Were we wrong to abandon him? Could he have won the First Holy War?
What if his invasion could have ended all this evil before it even began and had the time to regrow in strength and number? Would things be different?
I’m beginning to think Michael might have been right in his invasion.
I know it’s wrong to think so. My wings weren’t ripped from my flesh for failing to win the battle.
I fell because I disobeyed and followed Michael.
We wouldn’t be here today if we’d kept our oaths in the first place.
At the same time, though, if the full backing of Heaven’s armies had been at our backs, we could have prevailed.
Dominic wades out and pulls Michael back as Jessup screams.
“More are on the way!” Dominic shouts.
Just above the ground, I soar down the path to the opposite end of the swamp, which spills out into the roiling river.
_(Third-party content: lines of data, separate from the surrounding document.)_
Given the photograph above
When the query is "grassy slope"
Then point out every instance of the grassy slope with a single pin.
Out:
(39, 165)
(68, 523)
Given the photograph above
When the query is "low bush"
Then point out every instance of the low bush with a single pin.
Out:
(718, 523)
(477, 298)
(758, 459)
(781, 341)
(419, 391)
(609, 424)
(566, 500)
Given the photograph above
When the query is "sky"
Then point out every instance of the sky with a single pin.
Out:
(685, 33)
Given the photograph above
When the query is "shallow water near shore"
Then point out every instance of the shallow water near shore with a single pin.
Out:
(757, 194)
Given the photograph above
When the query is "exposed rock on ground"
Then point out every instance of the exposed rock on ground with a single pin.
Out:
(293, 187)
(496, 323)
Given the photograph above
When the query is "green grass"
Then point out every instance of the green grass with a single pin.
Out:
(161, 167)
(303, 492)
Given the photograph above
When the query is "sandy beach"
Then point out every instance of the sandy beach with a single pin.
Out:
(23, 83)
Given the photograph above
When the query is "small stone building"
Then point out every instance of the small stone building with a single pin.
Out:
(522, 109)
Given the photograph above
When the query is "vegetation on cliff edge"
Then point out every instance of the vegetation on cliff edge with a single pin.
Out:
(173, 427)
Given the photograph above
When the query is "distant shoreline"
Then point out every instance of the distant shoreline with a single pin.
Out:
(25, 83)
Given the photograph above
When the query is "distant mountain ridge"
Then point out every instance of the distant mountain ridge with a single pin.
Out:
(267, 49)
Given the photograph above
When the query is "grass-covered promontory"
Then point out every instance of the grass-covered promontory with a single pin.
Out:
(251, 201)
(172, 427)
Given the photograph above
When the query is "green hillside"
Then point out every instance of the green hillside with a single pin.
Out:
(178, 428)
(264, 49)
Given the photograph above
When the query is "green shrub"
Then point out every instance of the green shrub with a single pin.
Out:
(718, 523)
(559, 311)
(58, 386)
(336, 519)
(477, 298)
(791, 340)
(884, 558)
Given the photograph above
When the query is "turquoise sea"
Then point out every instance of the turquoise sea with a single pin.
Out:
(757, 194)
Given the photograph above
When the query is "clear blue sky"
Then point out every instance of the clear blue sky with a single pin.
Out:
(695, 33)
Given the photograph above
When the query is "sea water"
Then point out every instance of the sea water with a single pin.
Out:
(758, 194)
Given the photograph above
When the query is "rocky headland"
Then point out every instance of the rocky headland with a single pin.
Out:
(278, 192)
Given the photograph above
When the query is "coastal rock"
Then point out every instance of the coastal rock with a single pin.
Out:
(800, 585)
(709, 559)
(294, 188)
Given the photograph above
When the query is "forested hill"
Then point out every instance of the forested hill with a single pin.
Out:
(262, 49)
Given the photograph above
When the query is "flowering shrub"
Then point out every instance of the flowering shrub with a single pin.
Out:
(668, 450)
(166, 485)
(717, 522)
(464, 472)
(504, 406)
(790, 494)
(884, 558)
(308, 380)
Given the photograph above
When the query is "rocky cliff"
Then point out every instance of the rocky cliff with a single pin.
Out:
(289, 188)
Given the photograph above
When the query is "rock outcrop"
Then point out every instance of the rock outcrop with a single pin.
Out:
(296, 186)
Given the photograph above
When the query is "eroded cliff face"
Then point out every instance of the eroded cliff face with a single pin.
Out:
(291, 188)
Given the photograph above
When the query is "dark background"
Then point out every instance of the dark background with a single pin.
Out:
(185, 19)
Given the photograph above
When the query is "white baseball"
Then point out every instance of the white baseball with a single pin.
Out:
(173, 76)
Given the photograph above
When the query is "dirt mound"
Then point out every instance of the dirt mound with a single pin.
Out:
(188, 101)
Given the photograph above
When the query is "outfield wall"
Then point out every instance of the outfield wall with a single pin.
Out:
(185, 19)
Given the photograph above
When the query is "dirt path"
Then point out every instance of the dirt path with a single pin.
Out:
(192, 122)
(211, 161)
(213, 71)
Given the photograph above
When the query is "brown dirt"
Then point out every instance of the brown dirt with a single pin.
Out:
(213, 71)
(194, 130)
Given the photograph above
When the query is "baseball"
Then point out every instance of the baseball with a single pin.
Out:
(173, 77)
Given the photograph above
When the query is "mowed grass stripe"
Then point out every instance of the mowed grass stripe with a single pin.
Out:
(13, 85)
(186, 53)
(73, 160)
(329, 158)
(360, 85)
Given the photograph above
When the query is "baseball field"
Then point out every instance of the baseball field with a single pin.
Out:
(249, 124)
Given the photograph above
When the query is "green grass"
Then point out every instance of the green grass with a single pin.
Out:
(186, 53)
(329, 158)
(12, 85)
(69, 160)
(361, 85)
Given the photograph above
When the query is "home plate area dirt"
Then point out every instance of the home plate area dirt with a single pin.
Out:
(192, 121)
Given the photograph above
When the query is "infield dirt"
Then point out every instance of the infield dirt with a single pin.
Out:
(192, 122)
Jessup and Hines cross the river as Jessup turns back to see Michael blazing toward them, followed by three dozen zombies.
Jessup and Hines plunge into the river and push across, spitting out mouthfuls of the fetid water as they reach the opposite shoreline.
The zombies give chase as Dominic turns and fires his crossbow and another arrow sears through the air.
His arrow impales the undead with tremendous force.
Two zombies snarl as their skulls are torn asunder.
On the opposite shoreline, Michael and I stand shoulder to shoulder, ready to confront the horde.
Dominic has fallen into the murky water.
Michael and I swing into action.
We move with superhuman speed and grace as we mentally dissect the battlefield and take the fight to the enemy.
It’s as if the action has slowed down, allowing us to execute moves and attacks that a mortal could never make.
My vision of all that’s transpiring slows down, and I see what’s before me in slow motion.
I’m able to anticipate three steps ahead of the attackers.
I yank Dominic out of the water as he crawls to the left and wields his crossbow to slam the jaw of a zombie that was about to pounce on me.
“No matter what you think, I wasn’t part of any inside job,” Dominic attempts to convince me.
I don’t respond. It’s not the right time.
Instead, I pull my chain back and wade into the marauders who attack in waves.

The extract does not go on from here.